Personal information
- Date of birth: 29 October 1997 (age 28)
- Place of birth: Elverum, Norway
- Height: 1.78 m (5 ft 10 in)
- Position: Central midfielder

Team information
- Current team: Bryne
- Number: 6

Youth career
- Elverum

Senior career*
- Years: Team / Apps / (Gls)
- 2013–2018: Elverum / 78 / (11)
- 2018–2020: Moss / 48 / (2)
- 2020–2025: KFUM / 133 / (13)
- 2025–: Bryne / 2 / (0)

= Remi-André Svindland =

Norwegian footballer (born 1997)

Remi-André Svindland (born 29 October 1997) is a Norwegian footballer who plays as a midfielder for Bryne FK.

==Career==
Born and raised in Elverum, he started playing youth football in Elverum IL, where he made his senior debut in the 2013 1. divisjon. Following Elverum's relegation, they returned to the second tier in 2017. The following season, he moved to Moss FK, having also been considered by Fredrikstad FK.

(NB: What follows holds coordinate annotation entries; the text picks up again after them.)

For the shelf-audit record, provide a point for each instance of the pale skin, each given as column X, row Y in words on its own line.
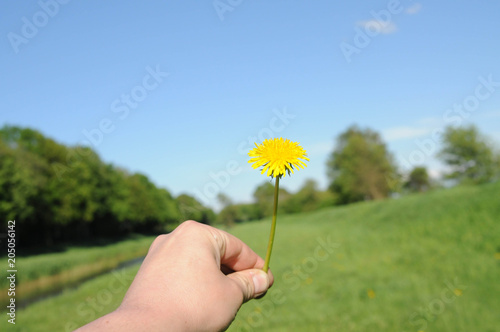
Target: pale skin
column 193, row 279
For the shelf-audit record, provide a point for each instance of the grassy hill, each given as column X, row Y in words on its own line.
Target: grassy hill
column 426, row 262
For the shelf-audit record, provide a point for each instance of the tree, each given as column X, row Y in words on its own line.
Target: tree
column 361, row 167
column 192, row 209
column 468, row 155
column 418, row 180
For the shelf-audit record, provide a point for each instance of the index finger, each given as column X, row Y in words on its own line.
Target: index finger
column 234, row 253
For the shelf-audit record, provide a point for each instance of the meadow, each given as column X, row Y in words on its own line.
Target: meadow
column 42, row 274
column 424, row 262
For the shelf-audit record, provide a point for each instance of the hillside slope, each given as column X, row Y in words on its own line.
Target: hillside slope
column 426, row 262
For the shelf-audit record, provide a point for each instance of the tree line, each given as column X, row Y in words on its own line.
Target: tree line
column 61, row 194
column 362, row 168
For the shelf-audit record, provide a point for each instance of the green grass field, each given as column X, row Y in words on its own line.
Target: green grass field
column 427, row 262
column 45, row 273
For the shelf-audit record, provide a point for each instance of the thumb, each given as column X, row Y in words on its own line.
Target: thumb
column 253, row 282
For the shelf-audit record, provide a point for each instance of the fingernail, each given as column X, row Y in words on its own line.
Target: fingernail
column 260, row 282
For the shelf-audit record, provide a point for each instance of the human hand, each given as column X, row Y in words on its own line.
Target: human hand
column 193, row 279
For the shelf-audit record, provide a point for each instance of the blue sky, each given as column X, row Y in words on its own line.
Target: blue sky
column 179, row 90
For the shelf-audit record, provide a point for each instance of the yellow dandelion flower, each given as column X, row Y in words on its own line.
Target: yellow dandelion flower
column 278, row 156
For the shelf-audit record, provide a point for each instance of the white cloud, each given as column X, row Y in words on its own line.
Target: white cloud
column 491, row 115
column 320, row 148
column 413, row 9
column 399, row 133
column 378, row 26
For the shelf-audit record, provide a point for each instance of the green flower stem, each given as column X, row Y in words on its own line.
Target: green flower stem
column 273, row 225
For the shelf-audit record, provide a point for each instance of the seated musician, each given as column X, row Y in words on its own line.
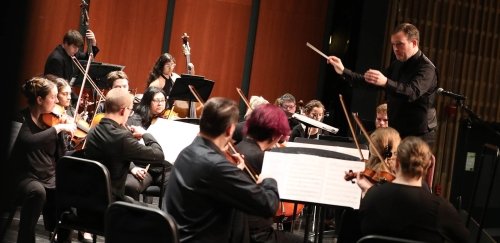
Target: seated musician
column 206, row 192
column 34, row 155
column 150, row 108
column 403, row 208
column 255, row 101
column 315, row 110
column 114, row 79
column 288, row 103
column 115, row 146
column 265, row 126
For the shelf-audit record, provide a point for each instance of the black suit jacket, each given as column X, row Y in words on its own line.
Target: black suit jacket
column 206, row 191
column 115, row 147
column 59, row 63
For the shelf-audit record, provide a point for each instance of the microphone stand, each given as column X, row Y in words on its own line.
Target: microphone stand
column 474, row 118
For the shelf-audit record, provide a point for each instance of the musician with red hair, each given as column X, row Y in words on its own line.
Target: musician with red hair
column 266, row 125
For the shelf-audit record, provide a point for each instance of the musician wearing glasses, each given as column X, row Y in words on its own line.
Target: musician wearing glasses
column 116, row 146
column 207, row 193
column 315, row 110
column 151, row 107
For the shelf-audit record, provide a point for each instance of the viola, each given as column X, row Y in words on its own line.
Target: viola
column 57, row 116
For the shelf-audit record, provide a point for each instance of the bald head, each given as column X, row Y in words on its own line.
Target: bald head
column 117, row 99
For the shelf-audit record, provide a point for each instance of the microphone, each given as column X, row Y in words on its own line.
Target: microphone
column 443, row 92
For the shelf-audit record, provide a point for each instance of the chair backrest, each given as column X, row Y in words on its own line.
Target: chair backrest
column 385, row 239
column 82, row 184
column 127, row 222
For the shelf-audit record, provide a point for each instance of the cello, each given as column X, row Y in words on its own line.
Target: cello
column 285, row 210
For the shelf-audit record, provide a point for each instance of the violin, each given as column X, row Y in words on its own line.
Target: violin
column 184, row 108
column 374, row 175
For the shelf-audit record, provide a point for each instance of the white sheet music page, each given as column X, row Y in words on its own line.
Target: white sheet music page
column 315, row 179
column 350, row 151
column 173, row 136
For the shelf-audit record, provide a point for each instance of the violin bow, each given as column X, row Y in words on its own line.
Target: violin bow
column 350, row 127
column 249, row 170
column 85, row 75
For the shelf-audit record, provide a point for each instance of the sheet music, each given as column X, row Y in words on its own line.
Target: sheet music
column 350, row 151
column 310, row 178
column 173, row 136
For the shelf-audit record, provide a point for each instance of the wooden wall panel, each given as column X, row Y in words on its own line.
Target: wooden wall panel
column 282, row 61
column 218, row 33
column 129, row 33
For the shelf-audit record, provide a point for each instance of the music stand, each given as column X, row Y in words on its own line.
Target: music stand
column 97, row 72
column 180, row 90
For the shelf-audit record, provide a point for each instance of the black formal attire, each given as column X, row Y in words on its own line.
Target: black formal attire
column 238, row 132
column 410, row 212
column 59, row 63
column 299, row 131
column 411, row 94
column 115, row 147
column 207, row 193
column 261, row 229
column 34, row 158
column 133, row 186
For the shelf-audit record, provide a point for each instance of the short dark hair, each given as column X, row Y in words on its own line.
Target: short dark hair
column 410, row 31
column 37, row 86
column 114, row 75
column 73, row 37
column 218, row 114
column 158, row 67
column 267, row 121
column 414, row 156
column 287, row 97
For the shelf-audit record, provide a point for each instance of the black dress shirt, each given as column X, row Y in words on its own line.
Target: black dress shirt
column 410, row 212
column 205, row 192
column 411, row 94
column 115, row 147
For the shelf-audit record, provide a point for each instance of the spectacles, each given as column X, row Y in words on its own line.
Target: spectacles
column 288, row 106
column 158, row 101
column 317, row 115
column 131, row 110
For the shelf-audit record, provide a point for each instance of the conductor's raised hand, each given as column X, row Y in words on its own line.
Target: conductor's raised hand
column 336, row 63
column 375, row 77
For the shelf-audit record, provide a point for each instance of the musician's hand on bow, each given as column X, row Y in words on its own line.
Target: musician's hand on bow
column 139, row 173
column 137, row 131
column 336, row 63
column 240, row 161
column 375, row 77
column 363, row 183
column 90, row 36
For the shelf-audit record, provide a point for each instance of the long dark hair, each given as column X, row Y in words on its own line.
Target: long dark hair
column 143, row 109
column 157, row 70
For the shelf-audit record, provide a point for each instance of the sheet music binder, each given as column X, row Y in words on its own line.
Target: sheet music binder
column 180, row 90
column 97, row 72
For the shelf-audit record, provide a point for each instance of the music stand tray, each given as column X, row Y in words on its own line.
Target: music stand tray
column 97, row 72
column 180, row 90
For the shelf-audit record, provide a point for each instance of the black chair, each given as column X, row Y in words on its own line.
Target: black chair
column 156, row 190
column 385, row 239
column 83, row 192
column 127, row 222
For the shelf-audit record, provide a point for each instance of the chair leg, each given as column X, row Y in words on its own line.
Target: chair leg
column 6, row 223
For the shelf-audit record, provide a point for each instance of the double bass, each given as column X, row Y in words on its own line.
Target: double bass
column 186, row 109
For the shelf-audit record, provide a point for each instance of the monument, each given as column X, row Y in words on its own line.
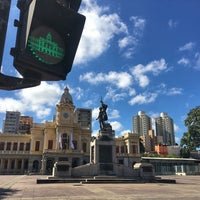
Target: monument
column 103, row 145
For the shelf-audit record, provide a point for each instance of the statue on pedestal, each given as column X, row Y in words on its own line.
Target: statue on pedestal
column 102, row 115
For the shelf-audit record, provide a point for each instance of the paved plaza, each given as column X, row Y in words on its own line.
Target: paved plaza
column 23, row 187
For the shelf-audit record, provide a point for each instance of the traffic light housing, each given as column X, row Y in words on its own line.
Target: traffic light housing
column 48, row 35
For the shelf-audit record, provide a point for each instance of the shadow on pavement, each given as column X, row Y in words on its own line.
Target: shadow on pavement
column 6, row 192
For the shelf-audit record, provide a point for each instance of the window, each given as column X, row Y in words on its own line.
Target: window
column 84, row 147
column 28, row 145
column 37, row 145
column 12, row 164
column 8, row 147
column 122, row 149
column 21, row 146
column 19, row 164
column 75, row 144
column 50, row 144
column 15, row 146
column 134, row 148
column 2, row 144
column 5, row 164
column 117, row 149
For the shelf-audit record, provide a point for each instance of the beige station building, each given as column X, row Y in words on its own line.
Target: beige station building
column 66, row 138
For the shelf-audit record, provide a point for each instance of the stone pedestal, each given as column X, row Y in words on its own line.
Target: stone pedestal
column 62, row 169
column 103, row 151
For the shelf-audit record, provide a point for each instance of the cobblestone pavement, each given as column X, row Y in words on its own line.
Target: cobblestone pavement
column 22, row 187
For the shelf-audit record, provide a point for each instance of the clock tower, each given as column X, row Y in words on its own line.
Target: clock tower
column 65, row 110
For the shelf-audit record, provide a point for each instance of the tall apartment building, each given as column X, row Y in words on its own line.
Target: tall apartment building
column 84, row 117
column 142, row 123
column 25, row 124
column 11, row 122
column 165, row 128
column 15, row 123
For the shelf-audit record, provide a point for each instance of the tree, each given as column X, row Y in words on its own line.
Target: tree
column 191, row 139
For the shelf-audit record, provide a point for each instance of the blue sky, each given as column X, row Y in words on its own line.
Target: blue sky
column 138, row 55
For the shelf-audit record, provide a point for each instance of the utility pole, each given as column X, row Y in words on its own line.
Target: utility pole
column 4, row 14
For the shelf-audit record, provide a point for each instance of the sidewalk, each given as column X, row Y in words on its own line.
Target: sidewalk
column 25, row 188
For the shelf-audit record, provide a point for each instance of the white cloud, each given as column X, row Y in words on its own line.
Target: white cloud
column 175, row 91
column 154, row 67
column 144, row 98
column 131, row 40
column 76, row 92
column 197, row 61
column 172, row 23
column 126, row 41
column 119, row 79
column 125, row 131
column 95, row 113
column 114, row 114
column 139, row 23
column 114, row 95
column 37, row 100
column 187, row 47
column 184, row 61
column 117, row 126
column 176, row 128
column 100, row 28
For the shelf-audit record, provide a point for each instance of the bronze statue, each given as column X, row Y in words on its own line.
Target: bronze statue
column 102, row 115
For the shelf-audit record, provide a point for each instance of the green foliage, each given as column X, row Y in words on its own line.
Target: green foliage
column 191, row 139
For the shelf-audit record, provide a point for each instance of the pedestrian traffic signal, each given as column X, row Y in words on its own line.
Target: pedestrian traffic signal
column 47, row 39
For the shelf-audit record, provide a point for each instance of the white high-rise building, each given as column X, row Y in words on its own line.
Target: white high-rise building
column 165, row 128
column 11, row 123
column 142, row 123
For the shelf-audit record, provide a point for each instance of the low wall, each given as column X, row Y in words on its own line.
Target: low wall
column 85, row 170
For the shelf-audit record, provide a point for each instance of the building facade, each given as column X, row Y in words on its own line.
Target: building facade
column 67, row 138
column 165, row 128
column 142, row 123
column 11, row 122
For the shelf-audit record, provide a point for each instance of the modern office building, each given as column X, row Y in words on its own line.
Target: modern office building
column 25, row 124
column 65, row 139
column 11, row 122
column 165, row 128
column 142, row 123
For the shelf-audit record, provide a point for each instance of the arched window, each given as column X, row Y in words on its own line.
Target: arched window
column 35, row 166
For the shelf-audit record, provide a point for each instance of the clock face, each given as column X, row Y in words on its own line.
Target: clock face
column 65, row 115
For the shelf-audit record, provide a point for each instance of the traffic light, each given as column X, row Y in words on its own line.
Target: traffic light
column 48, row 35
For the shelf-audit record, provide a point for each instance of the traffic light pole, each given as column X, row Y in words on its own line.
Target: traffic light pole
column 9, row 82
column 4, row 14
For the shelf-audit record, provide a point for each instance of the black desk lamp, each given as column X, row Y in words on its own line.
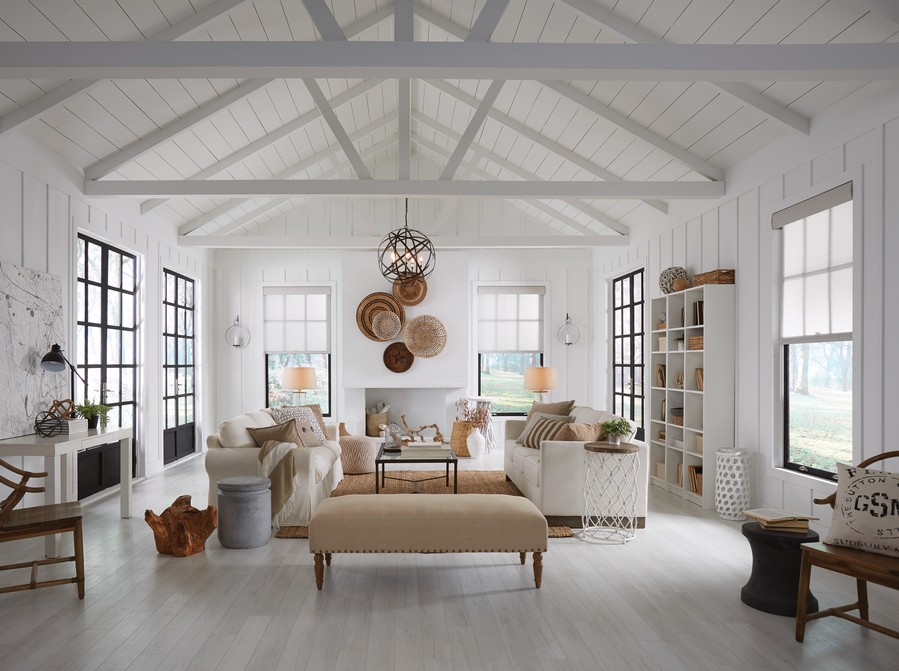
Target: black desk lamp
column 55, row 361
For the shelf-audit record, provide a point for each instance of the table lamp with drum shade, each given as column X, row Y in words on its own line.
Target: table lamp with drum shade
column 300, row 380
column 540, row 380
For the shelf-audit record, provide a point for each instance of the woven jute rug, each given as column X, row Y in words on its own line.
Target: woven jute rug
column 470, row 482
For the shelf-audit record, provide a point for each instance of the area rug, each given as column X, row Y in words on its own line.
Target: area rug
column 470, row 482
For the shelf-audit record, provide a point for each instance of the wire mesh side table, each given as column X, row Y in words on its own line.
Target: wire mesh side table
column 610, row 492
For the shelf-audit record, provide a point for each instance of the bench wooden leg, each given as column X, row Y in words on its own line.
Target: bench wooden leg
column 805, row 574
column 862, row 589
column 319, row 570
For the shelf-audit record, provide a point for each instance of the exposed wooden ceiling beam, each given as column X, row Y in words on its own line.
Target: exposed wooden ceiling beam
column 32, row 110
column 337, row 128
column 325, row 154
column 748, row 95
column 324, row 20
column 485, row 24
column 450, row 60
column 440, row 242
column 474, row 125
column 539, row 139
column 581, row 206
column 390, row 188
column 266, row 140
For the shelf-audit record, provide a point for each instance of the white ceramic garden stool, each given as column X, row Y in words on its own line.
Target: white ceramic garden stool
column 731, row 482
column 610, row 492
column 244, row 511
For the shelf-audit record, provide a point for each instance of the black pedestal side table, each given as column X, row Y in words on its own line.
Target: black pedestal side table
column 776, row 557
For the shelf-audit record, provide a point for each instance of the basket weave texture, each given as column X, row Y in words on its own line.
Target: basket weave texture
column 719, row 276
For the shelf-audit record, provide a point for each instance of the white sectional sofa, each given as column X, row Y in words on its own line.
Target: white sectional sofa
column 553, row 475
column 232, row 451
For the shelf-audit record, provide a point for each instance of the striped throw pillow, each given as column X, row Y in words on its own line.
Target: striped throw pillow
column 544, row 429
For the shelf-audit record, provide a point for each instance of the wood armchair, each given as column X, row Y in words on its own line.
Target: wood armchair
column 16, row 524
column 861, row 565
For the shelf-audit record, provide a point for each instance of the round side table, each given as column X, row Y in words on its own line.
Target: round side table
column 610, row 492
column 773, row 586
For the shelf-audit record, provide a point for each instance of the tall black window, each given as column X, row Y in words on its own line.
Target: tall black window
column 627, row 347
column 178, row 366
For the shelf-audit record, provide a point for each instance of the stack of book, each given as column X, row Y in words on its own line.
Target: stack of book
column 430, row 450
column 780, row 520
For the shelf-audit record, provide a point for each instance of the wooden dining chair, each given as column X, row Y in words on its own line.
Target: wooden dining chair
column 37, row 521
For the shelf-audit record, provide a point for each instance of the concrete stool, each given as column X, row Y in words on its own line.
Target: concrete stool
column 245, row 511
column 357, row 454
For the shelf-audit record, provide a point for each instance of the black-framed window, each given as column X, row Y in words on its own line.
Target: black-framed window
column 297, row 333
column 817, row 331
column 627, row 346
column 179, row 351
column 106, row 328
column 510, row 340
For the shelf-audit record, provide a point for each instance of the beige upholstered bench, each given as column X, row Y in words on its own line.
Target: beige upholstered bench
column 427, row 523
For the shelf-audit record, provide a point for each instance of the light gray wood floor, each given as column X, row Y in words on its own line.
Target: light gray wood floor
column 669, row 600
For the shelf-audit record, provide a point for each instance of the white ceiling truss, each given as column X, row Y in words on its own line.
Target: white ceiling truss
column 586, row 116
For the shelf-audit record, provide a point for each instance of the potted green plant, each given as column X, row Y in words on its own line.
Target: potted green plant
column 95, row 413
column 615, row 428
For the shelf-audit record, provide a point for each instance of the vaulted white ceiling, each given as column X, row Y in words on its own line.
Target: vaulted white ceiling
column 588, row 116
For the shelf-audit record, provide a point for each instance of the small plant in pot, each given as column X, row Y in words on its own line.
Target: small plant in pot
column 95, row 413
column 615, row 428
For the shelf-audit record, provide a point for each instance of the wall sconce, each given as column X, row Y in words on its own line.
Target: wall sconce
column 539, row 380
column 300, row 380
column 568, row 333
column 236, row 335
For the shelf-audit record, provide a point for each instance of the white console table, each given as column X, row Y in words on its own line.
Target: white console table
column 60, row 455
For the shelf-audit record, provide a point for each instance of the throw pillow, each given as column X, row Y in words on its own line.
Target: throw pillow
column 557, row 408
column 866, row 511
column 308, row 435
column 544, row 429
column 283, row 433
column 285, row 412
column 532, row 419
column 301, row 413
column 585, row 432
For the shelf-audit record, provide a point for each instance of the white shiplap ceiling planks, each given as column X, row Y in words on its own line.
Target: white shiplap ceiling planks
column 607, row 132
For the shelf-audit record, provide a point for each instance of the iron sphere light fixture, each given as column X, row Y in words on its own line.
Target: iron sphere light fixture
column 406, row 255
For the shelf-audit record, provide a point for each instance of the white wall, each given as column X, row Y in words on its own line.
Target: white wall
column 860, row 137
column 43, row 211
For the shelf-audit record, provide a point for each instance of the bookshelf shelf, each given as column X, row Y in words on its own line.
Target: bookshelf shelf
column 694, row 424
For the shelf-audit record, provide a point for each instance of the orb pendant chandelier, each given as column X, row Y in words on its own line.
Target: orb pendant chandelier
column 406, row 255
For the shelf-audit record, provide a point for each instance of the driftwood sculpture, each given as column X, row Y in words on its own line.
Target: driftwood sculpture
column 181, row 530
column 438, row 437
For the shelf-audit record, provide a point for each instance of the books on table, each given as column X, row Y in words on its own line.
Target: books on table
column 780, row 520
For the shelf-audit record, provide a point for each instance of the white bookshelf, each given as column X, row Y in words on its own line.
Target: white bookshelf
column 708, row 413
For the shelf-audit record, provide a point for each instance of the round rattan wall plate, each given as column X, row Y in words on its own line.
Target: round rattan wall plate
column 425, row 336
column 398, row 358
column 386, row 325
column 410, row 293
column 372, row 305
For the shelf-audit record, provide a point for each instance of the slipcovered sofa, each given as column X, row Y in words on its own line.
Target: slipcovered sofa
column 553, row 476
column 232, row 451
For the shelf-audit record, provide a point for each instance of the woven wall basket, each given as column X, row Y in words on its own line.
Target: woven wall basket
column 425, row 336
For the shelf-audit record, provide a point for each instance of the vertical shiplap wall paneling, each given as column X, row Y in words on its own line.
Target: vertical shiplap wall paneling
column 13, row 219
column 867, row 151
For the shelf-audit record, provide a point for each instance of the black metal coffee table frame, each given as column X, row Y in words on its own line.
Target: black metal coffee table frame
column 385, row 458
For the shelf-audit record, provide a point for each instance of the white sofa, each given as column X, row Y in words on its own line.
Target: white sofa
column 553, row 476
column 232, row 451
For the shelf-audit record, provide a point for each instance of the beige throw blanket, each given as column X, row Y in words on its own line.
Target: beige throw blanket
column 276, row 462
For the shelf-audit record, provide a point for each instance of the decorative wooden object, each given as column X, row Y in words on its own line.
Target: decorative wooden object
column 181, row 530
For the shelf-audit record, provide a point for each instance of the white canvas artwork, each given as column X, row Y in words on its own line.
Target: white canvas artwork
column 30, row 323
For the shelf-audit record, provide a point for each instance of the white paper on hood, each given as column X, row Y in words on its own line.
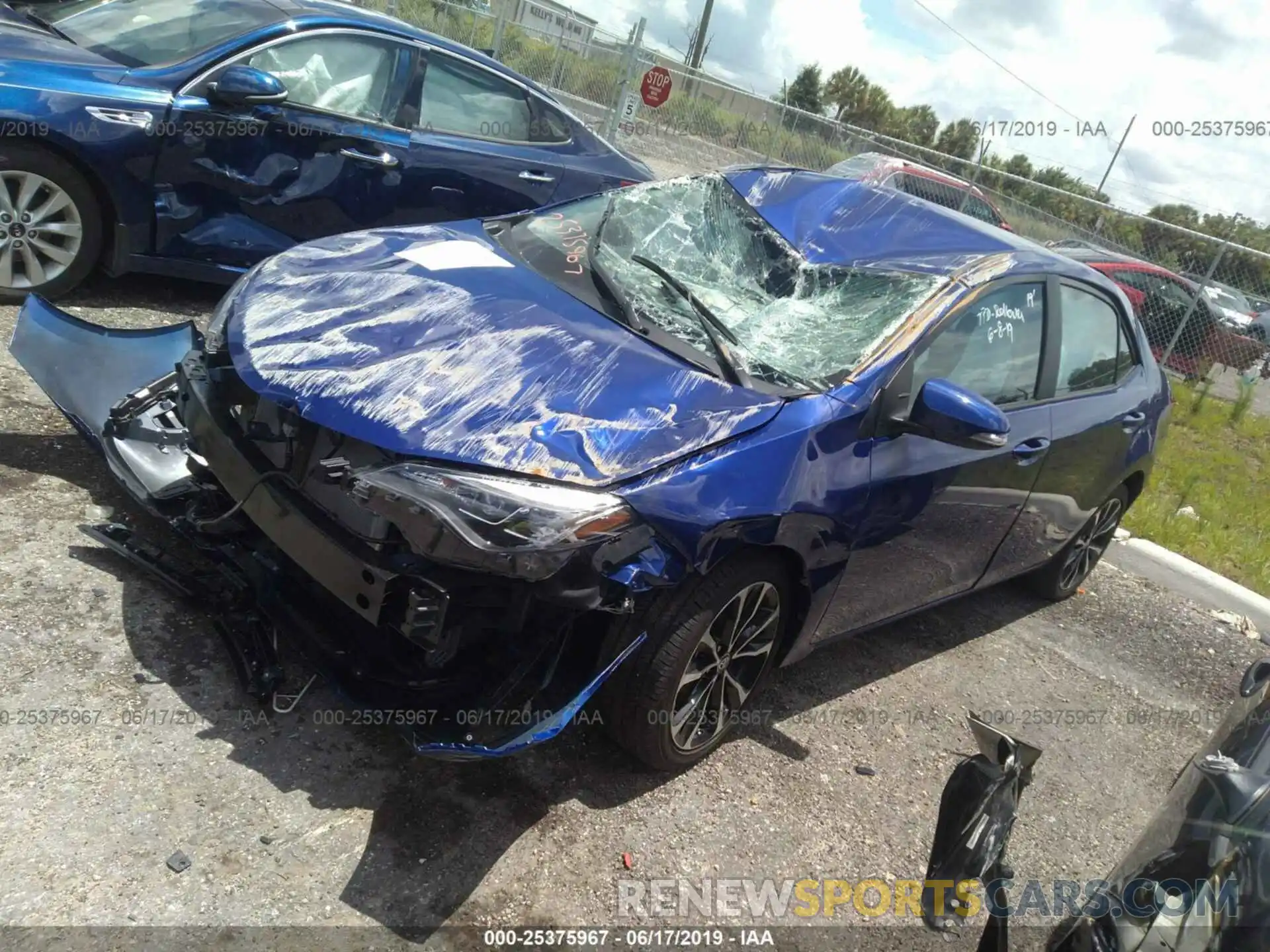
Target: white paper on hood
column 446, row 255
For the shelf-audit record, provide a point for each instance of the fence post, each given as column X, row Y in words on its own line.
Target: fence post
column 636, row 38
column 499, row 31
column 1208, row 277
column 556, row 63
column 974, row 177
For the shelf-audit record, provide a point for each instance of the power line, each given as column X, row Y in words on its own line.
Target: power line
column 990, row 56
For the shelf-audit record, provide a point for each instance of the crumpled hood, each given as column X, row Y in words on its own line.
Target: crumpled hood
column 482, row 362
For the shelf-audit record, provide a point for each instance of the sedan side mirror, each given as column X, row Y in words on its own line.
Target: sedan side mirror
column 952, row 414
column 245, row 85
column 977, row 813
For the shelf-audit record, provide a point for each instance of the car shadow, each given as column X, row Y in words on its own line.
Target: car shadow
column 437, row 828
column 178, row 298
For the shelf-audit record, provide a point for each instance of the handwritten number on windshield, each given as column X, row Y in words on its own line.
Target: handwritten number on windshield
column 573, row 240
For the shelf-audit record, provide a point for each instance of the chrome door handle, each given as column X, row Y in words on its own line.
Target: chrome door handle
column 1031, row 451
column 384, row 159
column 991, row 440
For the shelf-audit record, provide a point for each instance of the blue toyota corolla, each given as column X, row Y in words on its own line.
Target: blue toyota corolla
column 651, row 444
column 196, row 138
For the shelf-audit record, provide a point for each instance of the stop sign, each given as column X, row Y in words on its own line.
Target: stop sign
column 657, row 87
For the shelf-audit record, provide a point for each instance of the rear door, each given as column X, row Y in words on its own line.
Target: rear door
column 233, row 187
column 937, row 513
column 1100, row 412
column 486, row 143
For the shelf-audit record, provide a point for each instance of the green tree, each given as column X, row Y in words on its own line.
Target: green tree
column 843, row 91
column 958, row 139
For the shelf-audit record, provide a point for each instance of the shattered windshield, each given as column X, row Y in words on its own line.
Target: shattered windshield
column 794, row 324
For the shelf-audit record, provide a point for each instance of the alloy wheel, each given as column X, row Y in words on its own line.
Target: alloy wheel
column 41, row 230
column 726, row 666
column 1091, row 542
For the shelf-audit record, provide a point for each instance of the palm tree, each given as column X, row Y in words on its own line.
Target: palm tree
column 845, row 91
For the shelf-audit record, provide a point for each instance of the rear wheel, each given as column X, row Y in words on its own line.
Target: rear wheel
column 50, row 223
column 1066, row 571
column 712, row 647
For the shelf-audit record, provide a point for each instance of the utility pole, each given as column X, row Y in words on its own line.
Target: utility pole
column 698, row 45
column 1117, row 155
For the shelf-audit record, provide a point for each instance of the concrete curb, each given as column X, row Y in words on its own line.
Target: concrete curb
column 1241, row 600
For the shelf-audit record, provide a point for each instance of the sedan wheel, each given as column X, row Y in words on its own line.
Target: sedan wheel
column 1091, row 543
column 50, row 223
column 1064, row 575
column 712, row 644
column 724, row 668
column 41, row 231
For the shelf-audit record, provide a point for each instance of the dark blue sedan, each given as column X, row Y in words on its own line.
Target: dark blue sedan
column 196, row 138
column 656, row 441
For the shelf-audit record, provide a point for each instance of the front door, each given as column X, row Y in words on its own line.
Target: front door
column 1101, row 412
column 235, row 187
column 487, row 145
column 937, row 513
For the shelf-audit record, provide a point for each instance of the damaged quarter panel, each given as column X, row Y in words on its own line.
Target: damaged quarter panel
column 483, row 364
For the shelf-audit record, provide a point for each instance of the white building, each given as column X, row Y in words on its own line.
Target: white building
column 552, row 22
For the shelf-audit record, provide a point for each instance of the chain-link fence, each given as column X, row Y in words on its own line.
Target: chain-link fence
column 1205, row 301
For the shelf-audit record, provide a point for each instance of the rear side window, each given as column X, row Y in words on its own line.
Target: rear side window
column 981, row 210
column 1095, row 352
column 992, row 347
column 159, row 31
column 931, row 190
column 339, row 74
column 468, row 100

In 2020 he moved on to KFUM. He achieved a special mention in the club history when he scored the goal that secured KFUM's promotion to the 2024 Eliteserien, the club's first-ever appearance on that level. He made his Eliteserien debut in April 2024 against Hamkam.

In 2025 he left KFUM for another newly promoted Eliteserien team, Bryne FK. Already in his second training, he suffered an injury. As a result, he did not play a single competitive match in 2025. When he played a full match in 2026, it was 532 minutes since last time.